Em Quilicura (Chile), mais de 50 vizinhos conseguiram substituir durante uma jornada o funcionamento de uma inteligência artificial.
Sob a iniciativa Quili.ai, este “servidor humano” respondeu a 25.000 interações em tempo real, com uma média de 12 minutos e 40 segundos por conversa, atendendo consultas de 68 países, entre eles Japão, Emirados Árabes Unidos, Finlândia e Estados Unidos.
O pano de fundo ambiental
A ação, impulsionada pela Corporación NGEN, buscou visibilizar um dado alarmante: cada consulta a um chatbot convencional pode consumir entre 0,5 e 2 litros de água, devido ao resfriamento dos centros de dados.
Para contrabalançar este impacto invisível, a comunidade ofereceu sua própria “base de dados” viva, integrada por perfis humanos diversos:
- Uma enfermeira.
- Um especialista em futebol.
- Uma tradutora trilingue.
- Adolescentes encarregados das redes sociais.
- Idosos compartilhando receitas familiares.
Um experimento social sobre a solidão digital
O que começou como um alerta ambiental derivou em um profundo experimento social. Os vizinhos não só resolveram dúvidas turísticas —como visitar Viña del Mar ou o Cajón del Maipo—, mas também responderam perguntas sobre criação de filhos, inquietações emocionais, solicitações de desenhos de gatos e consultas tão particulares como “como conhecer um latino emocionalmente responsável na Europa”.
Vozes da experiência
- Lorena Antimán, porta-voz da atividade: “O convite não é para ir contra a tecnologia, mas para entender que existe uma pegada hídrica por trás de cada clique. Hoje, se quero uma receita de bolo, provavelmente seja melhor perguntar à vizinha do que à IA”.
- Antimán acrescentou: “Isso foi uma desconexão que gerou conexão. Voltamos ao básico: ajudar-nos mais entre nós”.
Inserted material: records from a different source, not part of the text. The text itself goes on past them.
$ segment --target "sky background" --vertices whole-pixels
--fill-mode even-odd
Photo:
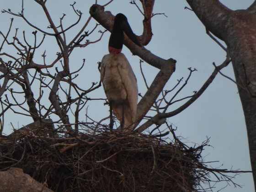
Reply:
[[[220,1],[232,10],[247,8],[253,0],[223,0]],[[1,9],[11,9],[13,12],[20,12],[21,1],[0,0]],[[66,14],[64,21],[64,26],[69,26],[76,21],[77,17],[72,12],[69,5],[73,0],[48,0],[48,5],[53,21],[59,22],[63,13]],[[103,5],[108,1],[98,0],[98,4]],[[126,16],[133,32],[140,35],[142,32],[142,21],[143,17],[134,5],[129,3],[130,0],[114,0],[105,7],[106,11],[111,11],[114,15],[121,12]],[[76,2],[76,8],[84,14],[80,24],[71,29],[67,33],[69,40],[80,29],[89,16],[89,9],[94,0],[80,0]],[[137,1],[138,5],[139,1]],[[163,15],[154,16],[152,20],[154,36],[149,44],[145,47],[152,53],[165,59],[172,58],[177,61],[176,70],[166,84],[165,89],[171,89],[176,84],[176,80],[182,77],[186,78],[189,73],[188,67],[196,68],[197,71],[193,73],[188,85],[178,96],[177,99],[191,95],[194,91],[198,91],[209,77],[214,69],[212,64],[220,64],[225,59],[225,54],[220,47],[205,33],[205,29],[192,11],[184,10],[188,6],[185,0],[161,0],[155,1],[154,13],[164,13]],[[57,9],[56,9],[57,8]],[[49,24],[45,19],[39,6],[31,0],[24,1],[25,15],[32,23],[49,32],[46,27]],[[7,14],[0,14],[2,25],[0,30],[4,33],[8,31],[10,18],[13,17]],[[92,19],[85,31],[91,30],[96,22]],[[27,27],[20,18],[15,18],[13,29],[19,28],[20,35],[23,30],[26,31],[28,41],[32,42],[31,32],[34,31]],[[103,30],[100,27],[98,30]],[[12,37],[15,32],[12,31]],[[96,40],[100,35],[95,33],[89,37],[91,41]],[[104,55],[108,53],[107,45],[110,33],[105,33],[101,41],[91,44],[84,48],[78,48],[71,56],[70,69],[75,71],[85,59],[85,66],[79,74],[75,82],[80,83],[85,89],[91,86],[92,82],[99,82],[100,74],[97,63],[101,61]],[[42,37],[38,34],[38,37]],[[0,37],[1,41],[2,37]],[[12,51],[11,48],[5,46],[3,51]],[[43,46],[34,56],[34,60],[42,61],[41,55],[46,50],[47,62],[56,58],[56,53],[59,51],[56,46],[54,38],[48,37]],[[123,53],[128,58],[134,71],[138,82],[139,92],[142,94],[146,91],[139,70],[139,59],[132,55],[126,47]],[[56,66],[60,64],[56,64]],[[144,74],[150,84],[153,77],[159,69],[144,63],[143,64]],[[53,69],[54,71],[55,69]],[[223,69],[225,75],[234,79],[234,73],[231,64]],[[1,83],[1,81],[0,81]],[[36,90],[37,87],[33,88]],[[35,93],[36,95],[37,93]],[[90,93],[91,98],[106,98],[103,89],[100,88]],[[103,101],[91,101],[87,105],[90,117],[99,121],[108,115],[108,107],[103,105]],[[170,110],[175,109],[182,102],[171,106]],[[9,134],[12,126],[18,128],[22,125],[26,125],[32,122],[31,118],[13,114],[8,112],[5,115],[5,133]],[[54,118],[54,117],[53,117]],[[212,147],[206,147],[203,153],[205,161],[218,162],[209,165],[221,169],[243,171],[251,170],[247,133],[242,107],[237,93],[236,85],[230,80],[218,75],[213,82],[202,96],[187,109],[177,115],[170,118],[168,122],[178,127],[177,136],[184,138],[183,141],[190,146],[201,144],[210,138],[209,144]],[[213,179],[215,178],[213,178]],[[253,184],[251,174],[245,173],[237,176],[234,181],[243,186],[242,188],[234,188],[232,184],[222,192],[253,192]],[[227,183],[218,183],[213,192],[225,187]]]

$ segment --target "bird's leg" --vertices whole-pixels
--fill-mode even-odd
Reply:
[[[122,122],[121,122],[121,130],[122,131],[123,131],[123,128],[124,127],[124,102],[122,103]]]
[[[110,123],[109,123],[109,128],[110,129],[113,129],[114,126],[114,120],[113,119],[113,111],[112,110],[112,102],[109,101],[109,112],[110,112]]]

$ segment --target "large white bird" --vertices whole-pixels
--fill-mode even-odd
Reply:
[[[138,102],[137,80],[129,62],[121,53],[123,32],[141,47],[126,17],[118,13],[115,17],[108,43],[109,54],[102,58],[101,79],[110,107],[110,125],[113,128],[112,111],[124,131],[133,130]]]

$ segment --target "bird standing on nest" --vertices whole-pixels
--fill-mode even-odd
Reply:
[[[141,47],[126,17],[118,13],[115,17],[108,43],[109,54],[102,58],[101,79],[110,108],[111,128],[113,128],[112,111],[120,122],[122,130],[132,130],[138,102],[137,80],[129,62],[121,53],[125,32],[134,43]]]

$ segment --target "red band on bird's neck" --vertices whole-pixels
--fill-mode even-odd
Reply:
[[[118,54],[122,51],[122,48],[116,48],[112,47],[108,47],[108,51],[110,53]]]

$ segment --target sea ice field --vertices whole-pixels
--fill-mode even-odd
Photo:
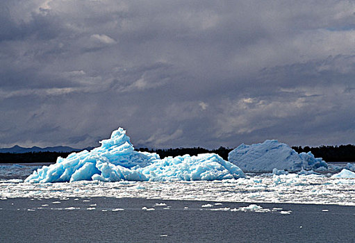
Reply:
[[[56,164],[0,165],[0,242],[354,242],[353,163],[276,140],[230,161],[160,159],[122,128],[101,143]]]
[[[270,173],[212,181],[80,181],[31,183],[22,179],[0,181],[0,199],[3,200],[88,196],[355,206],[355,178],[337,178],[329,174]]]
[[[122,128],[101,144],[49,166],[1,165],[0,199],[104,196],[355,206],[354,164],[329,165],[276,140],[241,144],[230,153],[231,161],[213,153],[160,159],[135,151]],[[237,165],[253,172],[245,173]]]

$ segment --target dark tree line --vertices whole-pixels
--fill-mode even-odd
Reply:
[[[190,154],[190,156],[197,156],[199,153],[214,153],[218,154],[220,156],[223,158],[224,160],[228,160],[228,153],[233,150],[233,149],[224,148],[224,146],[220,146],[219,149],[208,150],[206,149],[198,147],[194,148],[176,148],[176,149],[147,149],[147,148],[140,148],[139,149],[135,149],[136,151],[140,151],[142,152],[149,152],[149,153],[156,153],[159,155],[161,158],[164,158],[168,156],[183,156],[185,154]]]
[[[321,146],[319,147],[309,146],[292,146],[297,153],[309,152],[316,158],[322,158],[327,162],[354,162],[355,161],[355,145],[338,146]],[[153,149],[140,148],[136,151],[149,153],[156,153],[161,158],[167,156],[178,156],[185,154],[197,156],[199,153],[214,153],[220,155],[223,159],[228,160],[228,153],[233,149],[220,146],[219,149],[208,150],[201,147],[194,148],[176,148],[166,149]],[[56,162],[57,158],[60,156],[66,158],[70,153],[63,152],[31,152],[24,153],[0,153],[0,163],[42,163]]]

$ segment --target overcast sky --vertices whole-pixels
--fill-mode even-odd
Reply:
[[[355,143],[354,1],[0,1],[0,147]]]

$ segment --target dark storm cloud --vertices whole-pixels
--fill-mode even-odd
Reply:
[[[0,7],[0,146],[354,143],[352,1]]]

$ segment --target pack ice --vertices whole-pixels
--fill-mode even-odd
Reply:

- Ricardo, aquarelista e participante: “Com a ajuda de todos conseguimos deixar a tecnologia de uso supérfluo para focar no relevante, evitando desgastes desnecessários”.

Resultados da jornada
- Cada vizinho manteve uma média de 40 interações durante oito horas contínuas.
- As conversas foram mais longas e profundas que as habituais com sistemas automatizados.
- O experimento demonstrou que a inteligência coletiva continua sendo insubstituível.
O impacto ambiental da IA
O uso da inteligência artificial gera um impacto ambiental significativo:
- Elevado consumo energético: os centros de dados consomem entre 1% e 1,5% da eletricidade mundial.
- Emissões de carbono: o treinamento de modelos de linguagem como GPT-3 produz grandes emissões de CO2. O Google, por exemplo, aumentou suas emissões quase 50% entre 2019 e 2023.
- Alto consumo de água: estima-se que um modelo como GPT-3 pode consumir 500 ml de água para cada 10 a 50 consultas.
- Resíduos eletrônicos e mineração: a produção de hardware requer extração intensiva de minerais como lítio e cobalto, gerando resíduos tóxicos.
Potencial positivo da IA
Apesar de sua pegada, a IA pode ser utilizada para a sustentabilidade:
- Modelar cenários climáticos.
- Melhorar a eficiência energética em indústrias.
- Otimizar a gestão de recursos naturais.
O “apagão” simbólico da IA em Quilicura mostrou que a resposta mais eficiente e sustentável pode estar na interação humana direta. A experiência evidenciou tanto os custos ambientais ocultos da inteligência artificial quanto o valor insubstituível da empatia e da conexão comunitária.